Она понимала, но в эти минуты единственное, что ее занимало, был запах свежего зерна, исходящий от него, который она вдыхала, ей приятно было касаться языком его ушей, запускать пальцы в густую бороду, слышать стоны влюбленного. И еще — она боялась за него. Она знала: не только ее отец пустил бы обещанную ему пулю в лоб, но любой из хозяев этого края с удовольствием сделал бы то же самое. Бланка напомнила Педро Терсеро о руководителе социалистов, который два года тому назад ездил по этим местам на велосипеде, оставляя в имениях листовки и объединяя крестьян, пока его не схватили братья Санчес, — они забили его палками и повесили на телеграфном столбе у перекрестка дорог, чтобы все могли его видеть. Там он провисел целый день и целую ночь, качаясь на ветру, пока не приехала конная жандармерия и не сняла его. Чтобы скрыть виновников преступления, в нем обвинили индейцев из резервации, хотя все знали, что это — мирные люди, которые и курицы не тронут, не то что человека. Но братья Санчес откопали погребенного и снова повесили его труп, и это уже было слишком, это уже нельзя было приписать индейцам. Однако правосудие и тут не осмелилось вмешаться, и смерть социалиста вскоре была забыта.
— Тебя могут убить, — обнимая его, говорила Бланка.
— Я буду беречься, — успокоил ее Педро Терсеро. — Я не должен долго оставаться в одном селении. И поэтому я не смогу видеть тебя каждый день. Жди меня на этом самом месте. Я стану приходить всякий раз, как выдастся случай.
— Я люблю тебя, — говорила она, рыдая.
— Я тоже.
Они снова обнялись с ненасытным пылом, присущим их возрасту; а осел все время продолжал жевать траву.

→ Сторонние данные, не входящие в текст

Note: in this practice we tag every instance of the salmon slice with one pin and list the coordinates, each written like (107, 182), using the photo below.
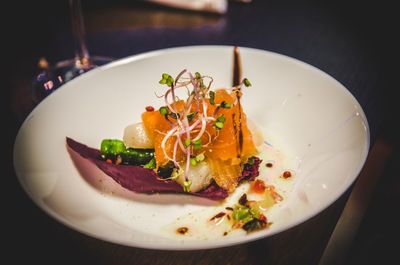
(225, 174)
(224, 149)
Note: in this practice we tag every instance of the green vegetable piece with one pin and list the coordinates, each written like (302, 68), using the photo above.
(190, 116)
(219, 125)
(246, 82)
(166, 171)
(197, 144)
(187, 142)
(112, 147)
(186, 185)
(137, 156)
(242, 213)
(221, 118)
(212, 97)
(175, 115)
(151, 164)
(163, 111)
(225, 105)
(254, 225)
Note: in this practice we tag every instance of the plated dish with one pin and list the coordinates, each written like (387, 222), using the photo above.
(312, 142)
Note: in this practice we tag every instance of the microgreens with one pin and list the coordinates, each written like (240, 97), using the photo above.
(246, 82)
(166, 79)
(186, 185)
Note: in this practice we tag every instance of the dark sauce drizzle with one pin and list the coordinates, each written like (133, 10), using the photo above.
(237, 126)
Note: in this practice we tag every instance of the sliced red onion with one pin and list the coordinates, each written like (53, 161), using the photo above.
(139, 179)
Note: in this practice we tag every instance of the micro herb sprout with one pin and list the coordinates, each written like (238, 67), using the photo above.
(188, 124)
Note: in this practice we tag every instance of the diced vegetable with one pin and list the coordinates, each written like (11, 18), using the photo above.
(113, 149)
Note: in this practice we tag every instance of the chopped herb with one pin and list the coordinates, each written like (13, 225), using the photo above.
(174, 115)
(254, 225)
(186, 185)
(163, 111)
(219, 125)
(246, 82)
(187, 142)
(151, 164)
(200, 157)
(221, 118)
(212, 97)
(197, 144)
(193, 161)
(190, 116)
(166, 79)
(225, 105)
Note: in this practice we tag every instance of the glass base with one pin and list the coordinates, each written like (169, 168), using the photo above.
(52, 77)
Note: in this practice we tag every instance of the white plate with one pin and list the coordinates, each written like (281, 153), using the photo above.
(304, 112)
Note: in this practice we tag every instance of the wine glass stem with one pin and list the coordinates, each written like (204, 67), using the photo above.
(78, 28)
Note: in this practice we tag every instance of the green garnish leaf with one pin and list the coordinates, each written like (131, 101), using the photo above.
(221, 118)
(242, 213)
(225, 105)
(190, 116)
(246, 82)
(112, 147)
(166, 79)
(212, 97)
(219, 125)
(186, 185)
(254, 225)
(187, 142)
(151, 164)
(200, 157)
(193, 161)
(175, 115)
(164, 111)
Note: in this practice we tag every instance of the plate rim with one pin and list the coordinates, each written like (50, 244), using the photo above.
(194, 244)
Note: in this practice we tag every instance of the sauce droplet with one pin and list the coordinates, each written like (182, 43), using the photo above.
(287, 174)
(182, 230)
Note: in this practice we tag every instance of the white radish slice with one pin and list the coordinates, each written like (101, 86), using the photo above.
(135, 136)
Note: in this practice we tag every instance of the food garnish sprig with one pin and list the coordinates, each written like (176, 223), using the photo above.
(189, 126)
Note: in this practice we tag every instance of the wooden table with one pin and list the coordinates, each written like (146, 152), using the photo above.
(334, 37)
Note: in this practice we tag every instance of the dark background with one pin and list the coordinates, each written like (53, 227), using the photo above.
(354, 41)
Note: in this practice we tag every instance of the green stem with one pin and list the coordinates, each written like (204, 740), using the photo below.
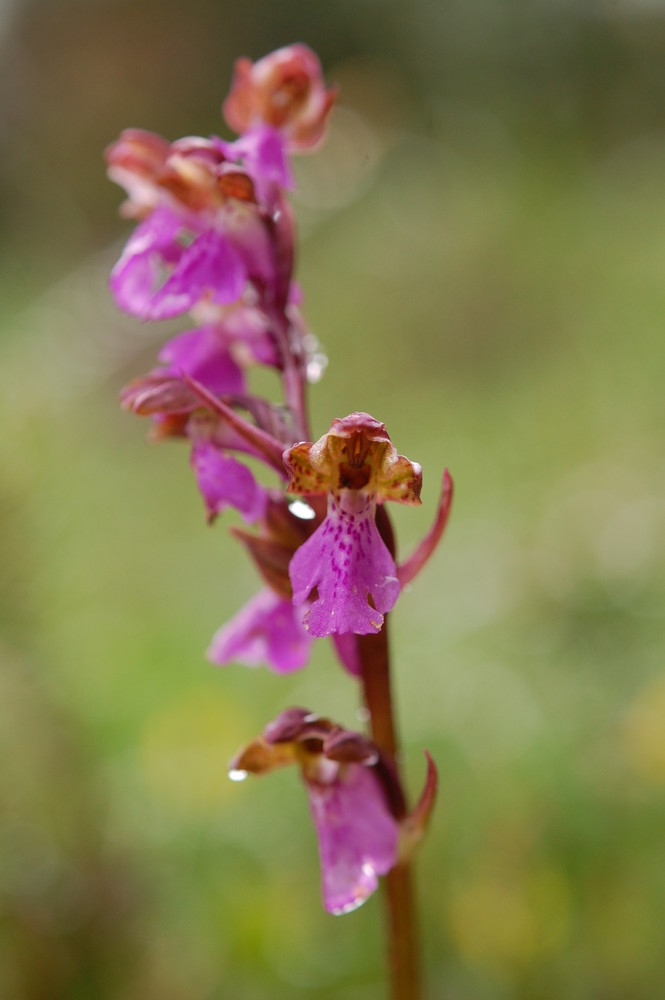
(398, 889)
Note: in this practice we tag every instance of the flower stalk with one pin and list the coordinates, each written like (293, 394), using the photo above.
(216, 239)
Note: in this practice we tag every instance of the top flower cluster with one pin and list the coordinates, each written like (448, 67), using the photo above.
(216, 239)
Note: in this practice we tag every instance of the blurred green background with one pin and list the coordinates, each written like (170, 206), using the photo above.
(483, 249)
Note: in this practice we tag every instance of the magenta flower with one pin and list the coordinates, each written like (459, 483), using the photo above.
(204, 354)
(284, 90)
(346, 561)
(352, 794)
(269, 631)
(225, 482)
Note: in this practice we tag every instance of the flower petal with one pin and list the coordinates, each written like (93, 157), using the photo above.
(225, 482)
(268, 630)
(357, 836)
(204, 354)
(348, 562)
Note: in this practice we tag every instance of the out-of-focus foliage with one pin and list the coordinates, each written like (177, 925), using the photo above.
(483, 261)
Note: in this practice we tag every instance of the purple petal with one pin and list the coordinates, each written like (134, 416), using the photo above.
(204, 354)
(357, 836)
(210, 267)
(152, 247)
(225, 482)
(268, 630)
(347, 560)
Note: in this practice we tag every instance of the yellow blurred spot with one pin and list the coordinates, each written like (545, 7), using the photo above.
(505, 922)
(644, 731)
(185, 750)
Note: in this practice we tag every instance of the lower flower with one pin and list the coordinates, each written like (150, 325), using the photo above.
(349, 790)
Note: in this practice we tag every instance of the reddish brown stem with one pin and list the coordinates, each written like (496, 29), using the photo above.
(373, 651)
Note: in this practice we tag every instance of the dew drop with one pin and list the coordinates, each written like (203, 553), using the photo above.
(316, 366)
(302, 510)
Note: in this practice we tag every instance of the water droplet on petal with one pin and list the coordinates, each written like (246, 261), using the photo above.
(302, 510)
(316, 366)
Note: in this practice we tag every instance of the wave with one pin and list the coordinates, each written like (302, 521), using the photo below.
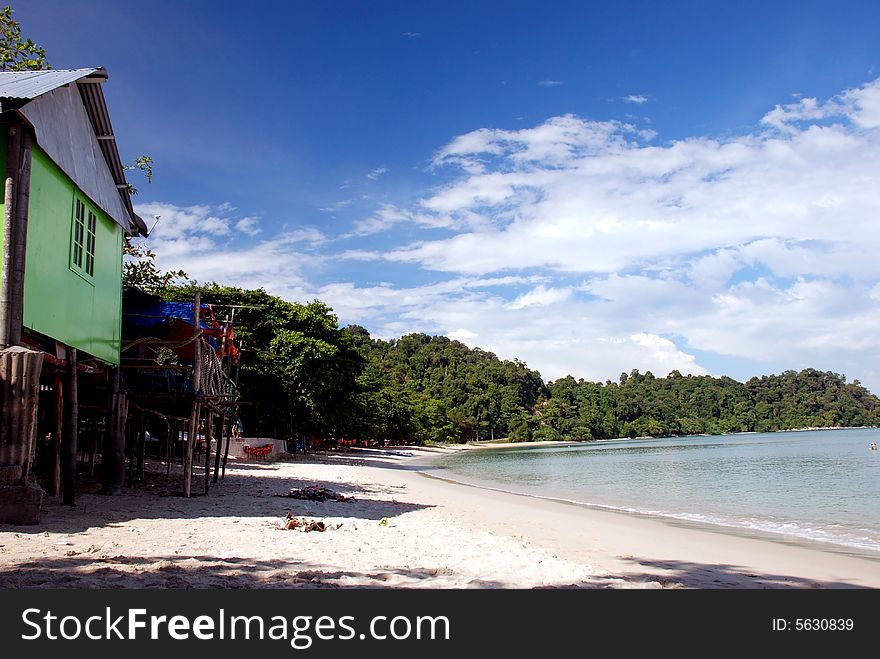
(860, 540)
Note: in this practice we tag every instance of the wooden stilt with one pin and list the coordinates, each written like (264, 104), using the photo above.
(226, 450)
(219, 447)
(55, 485)
(98, 438)
(209, 435)
(71, 432)
(141, 446)
(169, 447)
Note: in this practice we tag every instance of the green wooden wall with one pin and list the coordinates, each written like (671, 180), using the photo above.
(3, 132)
(59, 301)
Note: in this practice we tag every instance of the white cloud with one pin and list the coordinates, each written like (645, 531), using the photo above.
(760, 247)
(377, 172)
(584, 247)
(211, 245)
(248, 225)
(541, 296)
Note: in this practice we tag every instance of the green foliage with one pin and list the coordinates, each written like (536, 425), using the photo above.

Бланка выворачивалась как могла, чтобы только не возвращаться в коллеж, она вызывала рвоту горячим рассолом, понос — зелеными сливами и одышку, туго затягиваясь поясом, ремнем от подпруги, пока не убедила всех, что действительно больна. Она так хорошо имитировала симптомы различных болезней, что могла бы провести целый консилиум врачей, да и сама уверилась в том, что очень больна. Каждое утро, просыпаясь, она мысленно анализировала состояние своего организма, прислушивалась, где у нее болит и какая новая немочь ее мучит. Она научилась пользоваться любым случаем, чтобы чувствовать себя больной, превращая малейшее недомогание в агонию. Клара считала, что самым лучшим для здоровья ей было бы занять руки, и поэтому стала лечить дочь работой. Девушка должна была рано вставать наравне с другими, мыться холодной водой и заниматься делами: преподавать в школе, шить в мастерской и выполнять все обязанности в лазарете, начиная с умения ставить клизмы до накладывания швов, не жалуясь ни на обмороки при виде крови, ни на холодный пот, когда нужно было убрать рвоту. Старый Педро Гарсиа, которому было уже около девяноста лет и он едва таскал ноги, разделял убеждение Клары в том, что руки даны для того, чтобы ими что-то делать. Случилось так, что однажды, когда Бланка жаловалась на ужасную головную боль, он позвал ее и без разговоров положил ей в подол кусок глины. В тот вечер он научил ее формовать глину для кухонной посуды, и девушка позабыла о своих болезнях. Старик не знал, что научил Бланку тому, что позже станет ее единственным средством к существованию и ее утешением. Он показал ей, как вращать гончарный круг ногой и одновременно лепить руками из мягкой глины посуду и кувшины. Но очень скоро Бланка открыла для себя, что лепить что-нибудь полезное для повседневности ей скучно, и гораздо приятнее создавать в миниатюре особый мир домашних животных и людей разных профессий: плотников, прачек, кухарок, с предметами их мастерства и в окружении всяческой утвари.